= Concordat in Alsace–Moselle =

Law regarding religion in part of France

In the local law in Alsace-Moselle, the Concordat is a remnant of the Napoleonic Concordat of 1801. The 1801 Concordat was abrogated in the rest of France by the law of 1905 on the separation of church and state. However, at the time, Alsace-Moselle had been annexed by Germany, so the Concordat remained in force in these areas. The Concordat recognises four religious traditions in Alsace-Moselle: three branches of Christianity (Catholicism, Lutheranism and Reformed) plus Judaism. Therefore, the French concept of laïcité, a rigid separation of church and state, does not apply in this region.

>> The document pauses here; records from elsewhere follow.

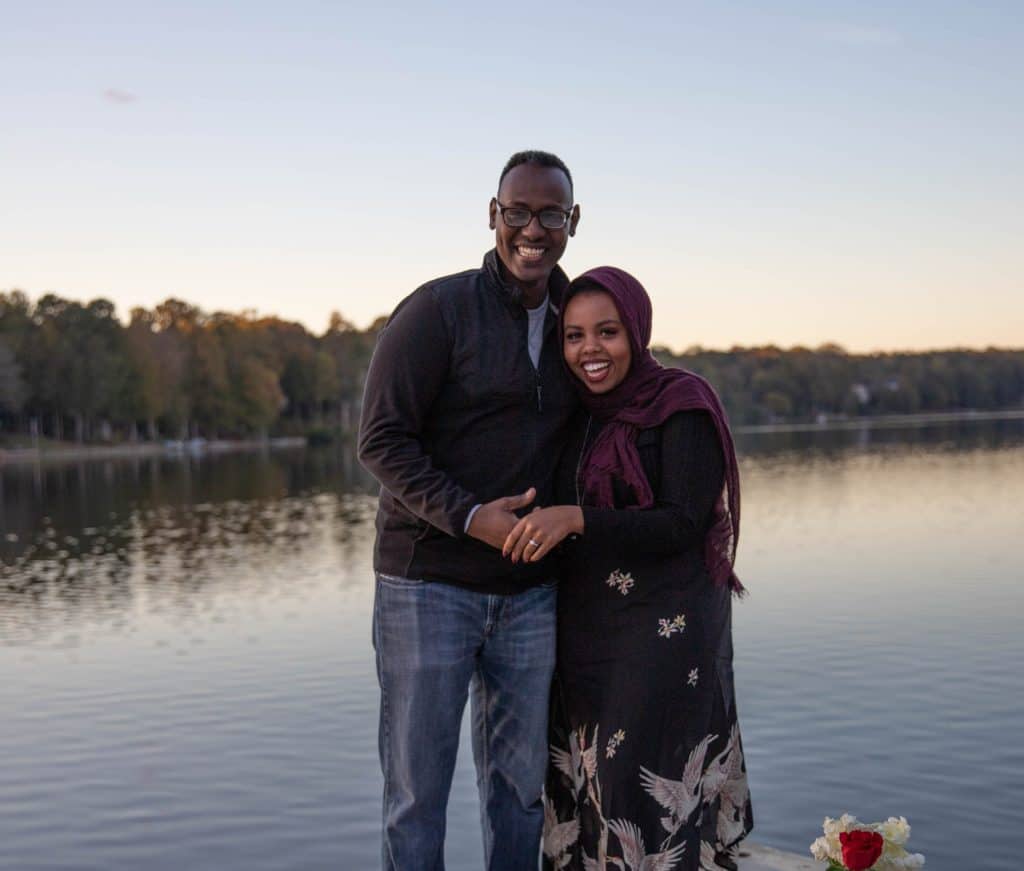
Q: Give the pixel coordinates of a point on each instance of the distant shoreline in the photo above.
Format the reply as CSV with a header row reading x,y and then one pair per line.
x,y
884,422
71,452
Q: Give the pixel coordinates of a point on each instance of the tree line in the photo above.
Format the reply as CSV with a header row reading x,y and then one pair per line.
x,y
74,371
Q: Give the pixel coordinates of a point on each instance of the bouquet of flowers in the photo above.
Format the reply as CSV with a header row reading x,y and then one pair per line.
x,y
852,845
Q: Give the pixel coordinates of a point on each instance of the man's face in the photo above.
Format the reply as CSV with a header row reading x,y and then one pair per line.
x,y
530,253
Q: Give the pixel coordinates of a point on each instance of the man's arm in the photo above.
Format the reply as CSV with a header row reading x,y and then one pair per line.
x,y
407,373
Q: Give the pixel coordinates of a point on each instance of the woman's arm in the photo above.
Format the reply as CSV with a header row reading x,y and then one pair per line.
x,y
692,472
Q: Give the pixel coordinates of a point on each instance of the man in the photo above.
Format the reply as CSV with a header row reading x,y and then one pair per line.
x,y
466,402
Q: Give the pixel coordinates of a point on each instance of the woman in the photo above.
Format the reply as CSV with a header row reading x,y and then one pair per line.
x,y
646,763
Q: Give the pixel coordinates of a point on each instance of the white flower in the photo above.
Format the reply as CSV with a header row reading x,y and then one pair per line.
x,y
895,830
667,627
819,850
613,743
621,581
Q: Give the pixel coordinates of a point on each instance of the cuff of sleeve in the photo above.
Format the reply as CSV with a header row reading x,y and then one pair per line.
x,y
469,518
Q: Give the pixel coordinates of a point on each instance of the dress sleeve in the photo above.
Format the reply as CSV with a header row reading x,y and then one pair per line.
x,y
692,473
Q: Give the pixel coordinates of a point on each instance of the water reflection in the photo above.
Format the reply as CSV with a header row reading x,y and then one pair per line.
x,y
185,650
84,542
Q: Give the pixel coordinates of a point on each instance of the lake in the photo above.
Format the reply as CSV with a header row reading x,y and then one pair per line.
x,y
187,681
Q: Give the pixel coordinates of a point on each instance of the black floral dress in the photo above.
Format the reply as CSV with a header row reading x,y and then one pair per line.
x,y
647,767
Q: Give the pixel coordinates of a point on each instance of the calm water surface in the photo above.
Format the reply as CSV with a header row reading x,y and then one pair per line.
x,y
187,680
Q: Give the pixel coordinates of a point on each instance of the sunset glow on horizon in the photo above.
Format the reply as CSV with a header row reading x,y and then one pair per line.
x,y
811,174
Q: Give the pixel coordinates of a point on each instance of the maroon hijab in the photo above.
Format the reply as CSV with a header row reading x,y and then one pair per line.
x,y
647,396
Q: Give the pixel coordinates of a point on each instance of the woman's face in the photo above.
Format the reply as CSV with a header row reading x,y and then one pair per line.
x,y
595,344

Several French governments have considered repealing the Concordat, but none has done so. On 21 February 2013, the Constitutional Council of France upheld the Concordat, reaffirming its validity, in response to an appeal from a secularist group which claimed that the Concordat in Alsace-Moselle contradicted the secular nature of the French Republic.

==Religious education==
Under the Concordat, religious education is compulsory in public schools, at both primary and secondary level, although parents can now opt for a secular equivalent by a written request. These religious education lessons are given by members of the faiths concerned and under the control of the respective churches.

==Ministers==
Religious ministers in Alsace-Moselle (pastors, priests and rabbis of the four recognised faiths) receive a salary from the Interior Ministry, which, by virtue of the 1993 Lang-Cloupet agreement, is linked to civil service salary scales. In 2012, this was said to be costing the French state 54 million euros per year.
They also qualify for unemployment benefits.
The Bishop of Metz and the Archbishop of Strasbourg are appointed by decree of the President of the Republic, after agreement with the Holy See. The actual involvement of the French state is however nowadays considered purely nominal (although a recent appointment to the see of Metz was blocked at an early stage). Chief rabbis and presidents of the Jewish and Protestant consistories are appointed by the Prime Minister. Ministers of the three Christian churches are appointed by the Interior Minister.

==Theology faculties==
The University of Strasbourg includes two faculties of theology, one Protestant, the other Catholic. These are the only theology faculties in France, although the University of Lorraine in Metz also has a theology department. Both faculties are responsible for training ministers for their respective religious traditions. The Catholic faculty comes directly under the authority of the Holy See, and the diplomas that it awards are recognised by the Holy See as canonical.

==Other religions and religious traditions==
There have been a number of attempts to extend the coverage of the Concordat to recognise other religions, notably Islam, as well as other branches of Christianity.